Lisman Lecture examines PTSD treatments
Terence Keane provides insights into assessment and care progress
Care barriers such as cost, stigma and geography need to be removed for post-traumatic stress disorder (PTSD) progress to continue, a Binghamton University alumnus and pre-eminent clinician said at the 2019 Stephen A. Lisman Lecture.
“I can stand up here and say 40 years after starting my work in this arena that the vast majority of people with PTSD never get any treatment,” said Terence Keane, MA ’76, PhD ’79, SD ’11. “It’s a major challenge for us and it’s important to us as a professional field.”
Keane, a professor of psychiatry and clinical psychology and the assistant dean of VA research at Boston University, was the keynote speaker at the fifth annual Lisman Lecture. The event, which was held Sept. 9 in Watters Theater, honors Lisman’s 43 years of service and commitment to Binghamton University by bringing a nationally renowned clinical psychologist to speak on campus.
Both Lisman and Keane arrived at Binghamton University in 1973. Keane soon became the new faculty member’s first doctoral student.
“Steve was the heart and soul of the clinical psychology program,” Keane said. “He directed it for so many years that I can’t even begin to say how much time he put in from his professional career to make it a premier (program).”
In his introduction, Lisman acknowledged that Keane’s clinical trials on the beneficial effects of exposure therapy on combat veterans with PTSD led to three decades of assessment and treatment advances.
“This work has affected the lives of thousands upon thousands of servicemen and women and even more whose trauma has come from everything from auto accidents to rape and abuse,” Lisman said.
For Keane, PTSD is “a global problem that needs a global solution.”
“It is a condition that exists across all linguistic, cultural and geographic boundaries,” he said. “It has been found by investigators of all stripes around the world.”
Almost 8% of Americans will one day experience PTSD, Keane said. Sixty percent of men and 50% of women will be exposed to a traumatic event, with 10% of women and 5% of men developing PTSD. The numbers are even greater in countries ravaged by civil wars: 37% in Algeria; 28% in Cambodia; almost 16% in Ethiopia.
People with PTSD often develop other psychiatric conditions such as depression, alcoholism and anxiety disorders.
“This represents a major challenge for the individual, certainly, but also for clinicians to identify the source of the problem as trauma and to provide the appropriate levels of treatment,” said Keane, who is also the director of the National Center for Post-Traumatic Stress Disorder’s behavioral science division.
Adding to the PTSD equation is a new generation of war veterans who are using VA health care at more than the twice the rate of veterans from past conflicts, such as Vietnam.
The increased use of improvised explosive devices (IED), meanwhile, has created the need for experts trained in neuropsychology and clinical psychology at VA centers, Keane said. The number of psychologists working at VA centers has tripled since 9/11, he added.
“PTSD as a condition entered into common, day-to-day parlance as a function of the events of 9/11,” Keane said. “After 9/11, everyone understood (PTSD).”
In 2012−13, the Obama administration developed a National Research Action Plan that created the Consortium to Alleviate PTSD (also known as CAP).
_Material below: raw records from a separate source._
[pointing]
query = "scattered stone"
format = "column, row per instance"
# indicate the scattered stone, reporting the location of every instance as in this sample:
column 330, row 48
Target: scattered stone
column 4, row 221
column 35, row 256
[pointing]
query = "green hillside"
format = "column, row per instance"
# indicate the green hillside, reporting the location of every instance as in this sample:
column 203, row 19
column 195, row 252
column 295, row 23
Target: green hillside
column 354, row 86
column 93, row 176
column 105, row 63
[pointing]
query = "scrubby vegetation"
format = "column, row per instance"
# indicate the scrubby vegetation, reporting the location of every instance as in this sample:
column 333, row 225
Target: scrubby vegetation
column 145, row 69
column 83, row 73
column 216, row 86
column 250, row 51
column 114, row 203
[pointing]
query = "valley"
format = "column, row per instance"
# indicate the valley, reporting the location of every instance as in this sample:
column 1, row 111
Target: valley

The plan to devote additional funding to PTSD assessment and treatment was given a boost in late 2012 when the journal Nature addressed the issue by saying that studies to enhance psychological treatments had been “scandalously under-supported” and psychological therapies have the potential to make a difference.
“It was nothing short of remarkable,” Keane said. “I think this was the turning point for the national institutes of health in our country.”
CAP brought together leaders from defense and health agencies to identify needs and ways to make progress. It was decided that there should be “an intense focus on treatment studies,” said Keane, who is part of the consortium.
Over the next half decade, Keane and other colleagues from across the nation created a knowledge base and an evidence base by conducting more than 300 clinical trials. These trials, in turn, have brought psychologists together to continue to assess the different approaches to treating those with PTSD.
While trials have shown that exposure therapy helps those with PTSD, CAP continues to expand its treatment efforts. A mobile-phone application called PTSD Coach helps people “in real time,” Keane said. It has been downloaded 1 million times in Apple and Android formats.
“We think therapists are recommending it to patients or that patients are going online searching for something to manage their PTSD,” Keane said. “(PTSD) is not a 9−5 thing. People suffer at 11 p.m., 2 a.m. and 5 a.m.”
Other new developments include shorter, less-frequent treatment sessions; intensive therapy for couples; active-duty military treatments in which soldiers spend three weeks at a Fort Hood program; and an internet delivery of care that helps those self-manage PTSD.
“All of these efforts are trying to improve access to care,” Keane said.
There remains work to be done, as Keane estimated that 20−30 percent of returning veterans will have PTSD and a concurrent brain injury.
“PTSD is a treatable condition,” he said. “Evidence suggests somewhere between 40% and 50% of people in clinical trials lose the diagnosis of PTSD and another 15−20% improve their PTSD symptoms and other indications of psychological distress.”